The experiments were performed on 66 white nonlinear mice. The test compound was administered intragastrically at a dose of 100 mg/kg. Interaction with caffeine sodium benzoate (20 mg/kg, intraperitoneally) was studied in an open field test. To assess the interaction with compounds of depressing action,
models of ethanol (12.5 %, intraperitoneally) and thiopental-induced anesthesia (70 mg/kg, intraperitoneally) were used. Piracetam was used as a reference drug at a dose of 400 mg/kg intragastrically.

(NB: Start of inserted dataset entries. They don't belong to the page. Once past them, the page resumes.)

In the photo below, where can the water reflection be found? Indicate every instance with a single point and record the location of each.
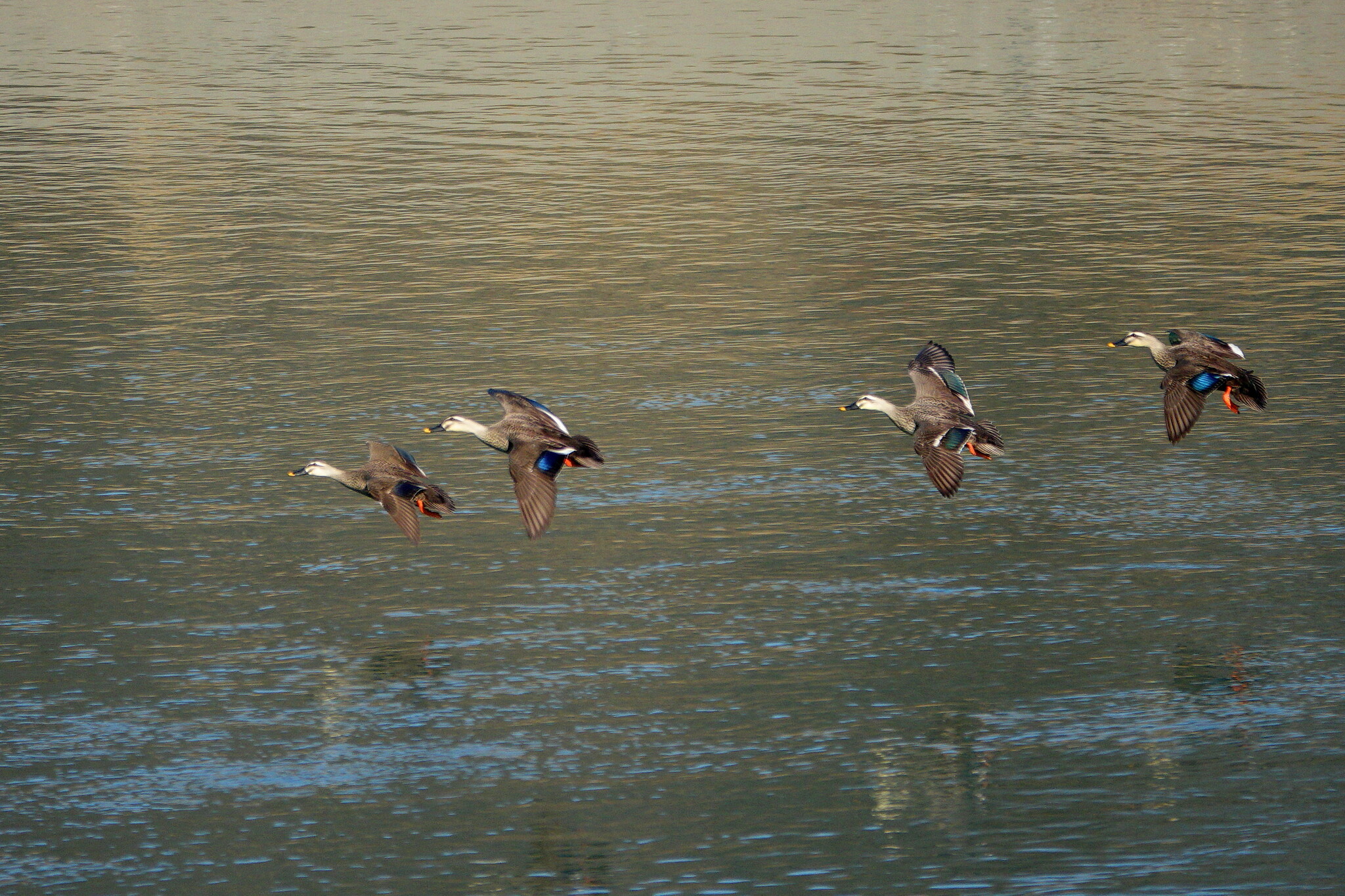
(937, 781)
(275, 230)
(1195, 671)
(564, 860)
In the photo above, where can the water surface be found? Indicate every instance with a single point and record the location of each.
(758, 652)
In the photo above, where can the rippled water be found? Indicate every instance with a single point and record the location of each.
(757, 652)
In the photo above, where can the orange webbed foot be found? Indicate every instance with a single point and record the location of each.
(971, 446)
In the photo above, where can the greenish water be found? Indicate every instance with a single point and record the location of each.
(757, 652)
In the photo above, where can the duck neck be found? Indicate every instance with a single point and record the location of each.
(483, 433)
(1161, 351)
(899, 416)
(345, 477)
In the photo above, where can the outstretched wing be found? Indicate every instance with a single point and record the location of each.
(934, 375)
(1212, 344)
(393, 457)
(533, 471)
(943, 467)
(1184, 400)
(516, 403)
(403, 512)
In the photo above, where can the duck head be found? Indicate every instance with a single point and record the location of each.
(455, 425)
(865, 403)
(1136, 337)
(317, 468)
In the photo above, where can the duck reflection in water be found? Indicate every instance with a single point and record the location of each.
(1197, 672)
(564, 861)
(407, 662)
(931, 784)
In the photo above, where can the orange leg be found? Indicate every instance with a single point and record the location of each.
(971, 446)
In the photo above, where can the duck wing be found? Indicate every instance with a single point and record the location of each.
(523, 406)
(391, 457)
(533, 471)
(943, 467)
(1185, 389)
(934, 375)
(527, 421)
(1204, 343)
(404, 512)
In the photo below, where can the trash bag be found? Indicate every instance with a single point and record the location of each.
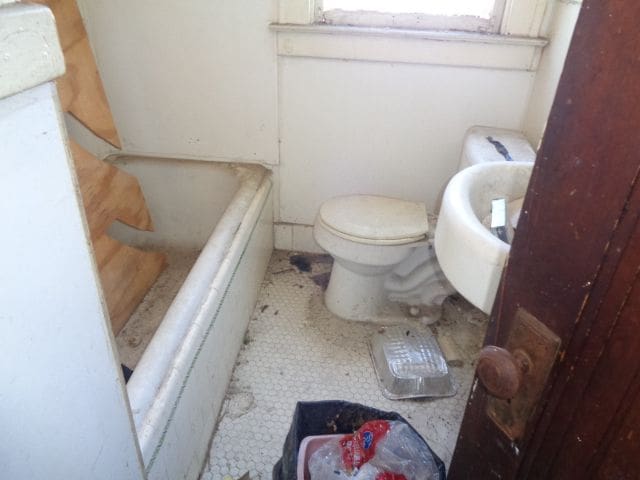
(331, 417)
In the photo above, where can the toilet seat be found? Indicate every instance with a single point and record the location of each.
(375, 220)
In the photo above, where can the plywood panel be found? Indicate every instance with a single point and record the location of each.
(81, 91)
(109, 194)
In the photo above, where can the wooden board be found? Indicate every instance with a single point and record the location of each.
(109, 194)
(81, 91)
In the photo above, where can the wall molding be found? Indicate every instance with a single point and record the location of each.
(462, 49)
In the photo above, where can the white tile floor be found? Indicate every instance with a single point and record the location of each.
(296, 350)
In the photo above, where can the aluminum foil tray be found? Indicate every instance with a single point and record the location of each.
(409, 364)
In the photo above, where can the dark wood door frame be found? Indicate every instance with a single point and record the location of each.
(575, 265)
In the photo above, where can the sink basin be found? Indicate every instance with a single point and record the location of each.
(470, 256)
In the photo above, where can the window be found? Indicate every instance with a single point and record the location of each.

In studying the interaction of 5-[(Z)-(4-nitrobenzylidene)]-2-(thiazol-2-ylimino)-4-thiazolidinone with caffeine sodium benzoate in a stimulating dose, a decrease in the stimulating effect was found: the locomotor activity of animals decreased by 42.55 % (p < 0.01) in comparison with the caffeine group, the sum
of all test parameters decreased by 33.33 % (p < 0.05). On the thiopental-induced anesthesia model, 5-[(Z)-(4-nitrobenzylidene)]-2- (thiazol-2-ylimino)-4-thiazolidinone did not potentiate the inhibitory effect of anesthesia. In studying the interaction with ethanol, a significant lengthening of the time spent by animals in the lateral position was found by 23.05 % compared with the control group (p < 0.05), which may indicate a pharmacodynamic interaction.
Thus, the absence of 5-[(Z)-(4-nitrobenzylidene)]-2-(thiazol-2-ylimino)-4-thiazolidinone potentiated interaction with barbiturates proved. Beneficial modulating influence on effects of caffeine was revealed.
No alcohol-protective activity was found in the test compound; on the contrary, it prolongs the anesthetic effect of ethanol. The results highlight the feasibility of further pharmacological studying the mechanism of action of 5-[(Z)-(4-nitrobenzylidene)]-2-(thiazol-2-ylamino)-4-thiazolidinone.